Here’s how tariffs affect you!

Marilyn Brohm |

By Sandi Weaver Special to The Star  August 14, 2018 12:00 AM 
 
Tariffs are in the headlines as often as we see political ads on TV. What do tariffs do to you?
 
Let’s look at Apple’s IPhone 6. It costs about $236 to make. The design and software are “made in the USA.” The highervalue components are made in Japan, South Korea, Germany and the United States. China adds in some low-value components and assembles it. China’s share of the total cost is 5 percent, yet the entire phone is considered an import for trade balance statistics.
 
When you’re the consumer, if a tariff is increased on imported iPhones, you’ll pay more. If Apple decides to make the entire phone in the U.S., you’ll pay more. According to the Massachusetts Institute of Technology, making the entire phone in the U.S. would add $100 to the cost.
 
When you’re an investor in Apple stock, tariffs may lower the net profit in iPhones, lowering the price of the stock.
 
 Which imports get more expensive to buy with these tariffs? 
 
That’s farm equipment, some cars (Sweden’s Volvo, Germany’s BMW), washing machines, lumber and some health care equipment so far, but the list is rapidly expanding.
 
The broader hit is the 10 percent tariff on aluminum and 25 percent on steel we’ve levied on Canada, Mexico, Europe, China and just about everybody. You’ll pay more for your beer cans, your Campbell’s soup and your cars (even U.S.made).
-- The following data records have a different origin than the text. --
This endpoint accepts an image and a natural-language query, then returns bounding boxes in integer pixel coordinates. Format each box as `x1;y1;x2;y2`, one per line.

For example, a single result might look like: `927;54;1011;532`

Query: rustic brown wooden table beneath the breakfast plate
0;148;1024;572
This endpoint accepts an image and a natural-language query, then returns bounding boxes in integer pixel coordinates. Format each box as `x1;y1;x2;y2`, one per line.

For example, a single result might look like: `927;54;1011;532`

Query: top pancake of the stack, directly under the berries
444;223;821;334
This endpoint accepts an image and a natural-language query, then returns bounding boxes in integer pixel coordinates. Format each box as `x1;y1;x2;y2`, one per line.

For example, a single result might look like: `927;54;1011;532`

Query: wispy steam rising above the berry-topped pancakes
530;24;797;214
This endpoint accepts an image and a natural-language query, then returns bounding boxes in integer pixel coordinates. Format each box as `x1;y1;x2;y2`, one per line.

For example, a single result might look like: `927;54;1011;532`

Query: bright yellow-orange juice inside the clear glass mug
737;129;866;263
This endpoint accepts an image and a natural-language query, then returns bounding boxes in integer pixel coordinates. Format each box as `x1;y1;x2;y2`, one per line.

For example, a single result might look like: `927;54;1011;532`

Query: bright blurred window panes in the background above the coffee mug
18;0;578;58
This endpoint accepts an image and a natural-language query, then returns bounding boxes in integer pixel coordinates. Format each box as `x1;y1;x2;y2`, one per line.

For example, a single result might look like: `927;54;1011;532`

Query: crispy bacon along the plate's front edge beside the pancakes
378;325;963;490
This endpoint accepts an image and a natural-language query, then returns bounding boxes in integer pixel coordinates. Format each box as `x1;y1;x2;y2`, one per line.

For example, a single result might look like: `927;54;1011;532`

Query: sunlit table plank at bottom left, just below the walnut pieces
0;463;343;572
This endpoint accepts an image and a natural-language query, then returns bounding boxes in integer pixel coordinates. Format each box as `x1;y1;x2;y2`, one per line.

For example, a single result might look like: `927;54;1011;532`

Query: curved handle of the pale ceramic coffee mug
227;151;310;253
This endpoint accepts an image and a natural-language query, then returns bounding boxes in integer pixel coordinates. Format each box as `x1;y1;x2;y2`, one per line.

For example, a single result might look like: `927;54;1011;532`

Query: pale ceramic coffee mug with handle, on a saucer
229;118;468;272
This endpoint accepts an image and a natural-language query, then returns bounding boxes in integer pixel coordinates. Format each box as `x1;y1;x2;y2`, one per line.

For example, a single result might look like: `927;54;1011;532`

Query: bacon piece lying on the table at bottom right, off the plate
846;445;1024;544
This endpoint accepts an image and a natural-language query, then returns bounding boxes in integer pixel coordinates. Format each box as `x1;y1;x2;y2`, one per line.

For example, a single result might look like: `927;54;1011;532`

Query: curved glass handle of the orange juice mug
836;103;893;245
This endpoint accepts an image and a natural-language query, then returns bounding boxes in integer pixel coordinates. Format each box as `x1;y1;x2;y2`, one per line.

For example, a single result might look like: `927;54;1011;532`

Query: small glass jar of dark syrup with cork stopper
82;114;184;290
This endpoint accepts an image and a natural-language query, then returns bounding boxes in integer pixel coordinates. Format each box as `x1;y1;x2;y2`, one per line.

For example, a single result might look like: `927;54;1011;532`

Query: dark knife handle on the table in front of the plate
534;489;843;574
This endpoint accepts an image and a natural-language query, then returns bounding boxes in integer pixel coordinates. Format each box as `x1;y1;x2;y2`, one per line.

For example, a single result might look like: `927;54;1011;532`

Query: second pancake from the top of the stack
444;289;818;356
Sometimes these are small dings to your pocketbook — a couple pennies in a can, but it can be more. Your Harley-Davidson motorcycle will likely dent your checkbook for an extra $2,200.
 
The increased tariffs on lumber from Canada are adding about $9,000 to the cost of the average single-family home.
 
Two serious impacts are retaliatory tariffs and job loss.
 
China, Canada, Mexico and Europe have retaliated with tariffs of their own. We tariff them on what we buy from them. They tariff us on what they buy from us. For example, U.S. farmers grow a lot of soybeans. We consume 33 percent of them ourselves. We export 67 percent. Half of those go to China alone. China is adding a retaliatory tariff on U.S. soybeans and will now buy more from Brazil.
 
We have 900 firms with 80,000 workers that produce steel. But we have 29,000 U.S. firms with 900,000 workers that use steel. The costs at those 29,000 firms just went up, and their net profits may drop. Firms with lower profits tend to have fewer workers. Firms will also manufacture a product overseas in order to avoid exporting and paying a tariff. GM will make a car in China with Chinese labor to avoid a tariff, rather than make a car in the U.S. to ship to China and pay a tariff.
 
What does history foretell for your investments? 
 
It’s apparent that experts haven’t yet sorted out the net impact on the average tariff rate, the number of jobs we can expect to lose, the higher prices we can expect to pay, or the loss to our economic GDP.
 
The markets seem to reflect this, reacting to headlines then settling back to normal levels. It’s difficult to get good data to project the impact of tariffs. Let’s hope cooler heads — and trade negotiations — prevail.